- Researchers at Moonshot AI and Tsinghua University published a paper on April 19, 2026 proposing PrfaaS, an architecture that offloads LLM prefill computation to remote compute-dense clusters connected via commodity Ethernet.
- In a case study using an internal 1T-parameter hybrid model, PrfaaS demonstrated 54% higher serving throughput over a homogeneous prefill-decode baseline and 32% over a naive heterogeneous configuration.
- The advantage narrows to approximately 15% when normalized to equal hardware cost, as the full gain partly reflects pairing higher-compute H200 GPUs for prefill with lower-cost H20 GPUs for decode.

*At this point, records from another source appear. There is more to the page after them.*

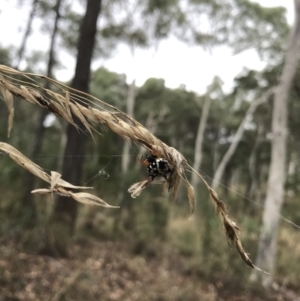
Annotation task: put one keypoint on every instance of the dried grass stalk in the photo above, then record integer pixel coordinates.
(57, 185)
(67, 103)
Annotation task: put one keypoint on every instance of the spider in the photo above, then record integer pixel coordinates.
(157, 166)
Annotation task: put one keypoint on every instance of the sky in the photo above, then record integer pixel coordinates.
(175, 62)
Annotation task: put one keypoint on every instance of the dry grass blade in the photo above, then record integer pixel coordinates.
(136, 189)
(231, 229)
(69, 103)
(56, 183)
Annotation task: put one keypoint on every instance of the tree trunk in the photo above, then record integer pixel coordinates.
(28, 197)
(237, 138)
(268, 238)
(253, 164)
(65, 210)
(27, 33)
(130, 108)
(199, 139)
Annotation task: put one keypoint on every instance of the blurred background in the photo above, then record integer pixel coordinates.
(198, 75)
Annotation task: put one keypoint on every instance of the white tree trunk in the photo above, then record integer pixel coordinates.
(130, 108)
(199, 139)
(268, 238)
(237, 138)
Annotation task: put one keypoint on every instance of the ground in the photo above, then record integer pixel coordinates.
(110, 271)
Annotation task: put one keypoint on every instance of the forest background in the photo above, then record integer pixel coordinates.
(149, 249)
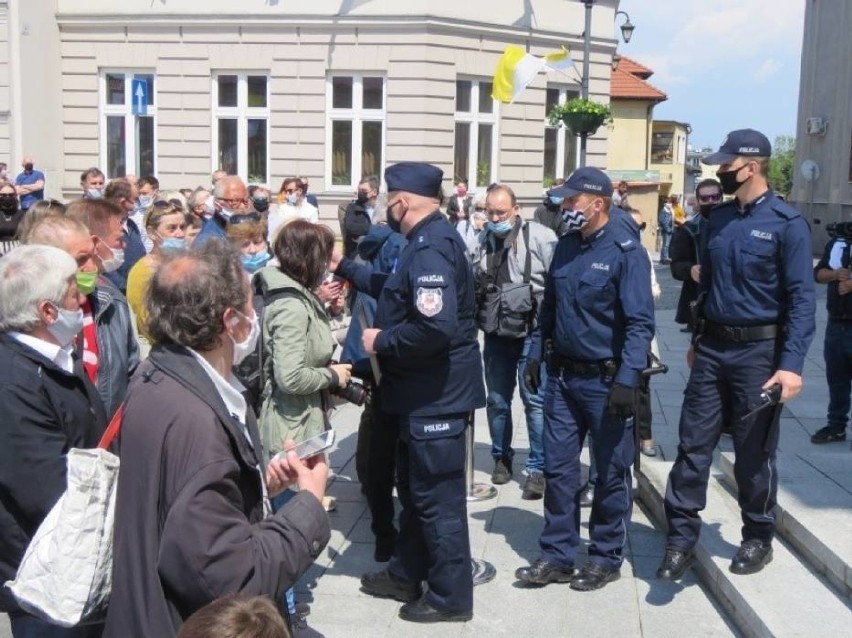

- The architecture’s feasibility depends on hybrid transformer models, which generate substantially smaller KVCache than dense GQA models, enabling cross-datacenter transfer on standard networks.
What Happened
Researchers from Moonshot AI and Tsinghua University published a paper on April 19, 2026 proposing Prefill-as-a-Service (PrfaaS), a cross-datacenter inference architecture that separates the prefill phase of large language model serving from decode across distinct datacenter clusters. The paper, available on arXiv (2604.15039), describes routing long-context prefill requests to standalone, compute-dense remote clusters and transferring the resulting KVCache to local decode hardware over commodity Ethernet. The research addresses a structural bottleneck in current LLM infrastructure: prefill-decode disaggregation has historically been confined to single datacenters because KVCache volume requires RDMA-class interconnects that do not extend between facilities.
Why It Matters
Prefill-decode (PD) disaggregation has been a focus of LLM infrastructure research, with prior systems such as Splitwise and DistServe demonstrating that separating compute-intensive prefill from memory-bandwidth-intensive decode can improve GPU utilization within a single datacenter. The consistent barrier to extending that separation across datacenters has been KVCache transport cost: dense transformer models using Grouped Query Attention produce caches at rates that saturate standard Ethernet links. PrfaaS argues that the growing adoption of hybrid architectures—models combining attention layers with subquadratic components—reduces KVCache size enough to bring cross-datacenter transfer within commodity network limits for the first time.
Technical Details
The paper quantifies the problem for dense models by benchmarking MiniMax-M2.5, a representative dense GQA model, which the researchers report generates KVCache at approximately 60 Gbps for a 32,000-token request on a single 8×H200 instance—a data rate incompatible with standard inter-datacenter Ethernet links. The hybrid model used in the PrfaaS case study produces a substantially smaller KVCache, remaining within commodity bandwidth budgets. In that case study on an internal 1T-parameter hybrid model, PrfaaS demonstrated 54% higher serving throughput than a homogeneous PD baseline and 32% higher than a naive heterogeneous configuration. The research team notes that the full 54% advantage “comes partly from pairing higher-compute H200 GPUs for prefill with H20 GPUs for decode,” and that when comparing at equal hardware cost the gain is approximately 15%.
Who’s Affected
The architecture targets operators running multi-datacenter GPU inference fleets with long-context workloads, particularly those deploying or building on hybrid transformer models. Moonshot AI, one of the paper’s institutional contributors, operates large-scale inference infrastructure for long-context LLM products. Cloud providers and inference API companies evaluating disaggregated serving strategies across datacenter boundaries are the most direct potential adopters.
What’s Next
As of April 20, 2026, the PrfaaS paper is an arXiv preprint and has not undergone peer review. The throughput results are drawn from a case study on an internal model not available for independent evaluation, so external reproduction has not been established. The authors do not specify a deployment timeline or plans for open-source release.